Standart tekniklerin kullanımı ile fiziksel ve kimyasal toprak özelliklerinin belirlenmesi karmaşık, zaman alıcı ve pahalıdır (Chang ve ark., 2001). Kimyasal analizler toprağın denge halinde olan fazlarını bozduğundan dolayı, elde edilen sonuçların yorumlanmasını da zorlaştırmaktadır. Amerika Birleşik Devletlerinde yapılan bir çalışmada Ulusal Toprak Etüt Merkezinin bir toprak profilinin tam anlamı ile özelliklerinin belirlenmesine yaklaşık olarak 2500 dolar harcadığı ve analizlerin 6 ile 12 ay arasında tamamlandığı rapor edilmiştir (Brown ve ark., 2006). Bu nedenle günümüzde kullanılan toprak haritalarının çoğunluğu Munsell renkleri, el ile belirlenen toprak tekstürü, pH indikatörleri ve asit reaksiyonu (kireç içeriğine) gibi temel arazi gözlemlerine dayanılarak hazırlanmıştır.

Yakın Kızıl Ötesi Spektropisi (NIRS) topraklarımız ile ilgili daha fazla ve güvenilir veri sağlamak amacı ile kullanılan standart analitik yöntemlerin yerine kullanılabilecek bir alternatif yöntem olarak görülebilir. Bu yöntemde yakın kızıl ötesi yansıma, materyallerin kimyasal ve fiziksel özellikleri ile ilişkilendirilir (Pasquini, 2003). NIRS çok hızlı ve güvenilir bir analitik yöntemdir.

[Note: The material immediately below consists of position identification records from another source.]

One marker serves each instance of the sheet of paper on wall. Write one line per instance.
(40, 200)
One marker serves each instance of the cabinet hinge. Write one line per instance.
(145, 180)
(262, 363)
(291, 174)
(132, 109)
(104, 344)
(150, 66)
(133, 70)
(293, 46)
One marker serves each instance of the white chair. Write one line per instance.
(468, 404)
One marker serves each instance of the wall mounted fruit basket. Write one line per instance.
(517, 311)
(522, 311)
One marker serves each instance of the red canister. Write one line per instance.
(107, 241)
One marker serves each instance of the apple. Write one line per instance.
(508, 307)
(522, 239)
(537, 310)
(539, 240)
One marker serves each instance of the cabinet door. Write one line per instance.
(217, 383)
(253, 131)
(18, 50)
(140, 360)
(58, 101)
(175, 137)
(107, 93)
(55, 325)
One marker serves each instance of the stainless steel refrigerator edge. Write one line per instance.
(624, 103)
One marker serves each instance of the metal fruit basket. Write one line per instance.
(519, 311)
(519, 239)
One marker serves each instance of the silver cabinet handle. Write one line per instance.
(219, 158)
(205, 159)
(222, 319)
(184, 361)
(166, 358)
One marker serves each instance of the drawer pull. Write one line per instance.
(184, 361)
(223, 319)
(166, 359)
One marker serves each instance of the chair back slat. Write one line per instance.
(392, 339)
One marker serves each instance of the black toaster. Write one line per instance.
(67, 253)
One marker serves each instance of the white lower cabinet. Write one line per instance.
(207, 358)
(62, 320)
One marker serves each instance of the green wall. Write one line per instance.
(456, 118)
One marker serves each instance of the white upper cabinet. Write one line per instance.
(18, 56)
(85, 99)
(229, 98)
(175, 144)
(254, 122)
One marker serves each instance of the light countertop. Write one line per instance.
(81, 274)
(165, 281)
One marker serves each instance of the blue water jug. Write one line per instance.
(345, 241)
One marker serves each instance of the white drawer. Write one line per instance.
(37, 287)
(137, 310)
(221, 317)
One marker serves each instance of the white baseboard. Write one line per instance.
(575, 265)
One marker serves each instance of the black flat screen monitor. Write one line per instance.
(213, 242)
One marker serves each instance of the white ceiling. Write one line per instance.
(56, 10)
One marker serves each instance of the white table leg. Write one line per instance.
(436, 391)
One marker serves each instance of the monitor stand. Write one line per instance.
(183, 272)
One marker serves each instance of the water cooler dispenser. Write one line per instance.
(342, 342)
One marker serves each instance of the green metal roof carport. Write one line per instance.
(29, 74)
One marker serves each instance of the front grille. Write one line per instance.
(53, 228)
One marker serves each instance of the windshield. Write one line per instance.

Spektroskopik yöntemlerin en önemli avantajlarından birisi pahalı ve zaman alıcı olan ön işlemlere ve çevreye zarar verebilecek olan kimyasal maddelere gereksinim duyulmamasıdır (Chang ve ark., 2001;

Viscarra Rossel ve ark., 2006; McBratney ve ark., 2006). Spektral data almadan önce, bazen alınacak verinin kalitesini arttırmak amacı ile örneklerin fiziksel olarak (ufalama gibi) ön muameleye tabi tutulmaları gerekebilir.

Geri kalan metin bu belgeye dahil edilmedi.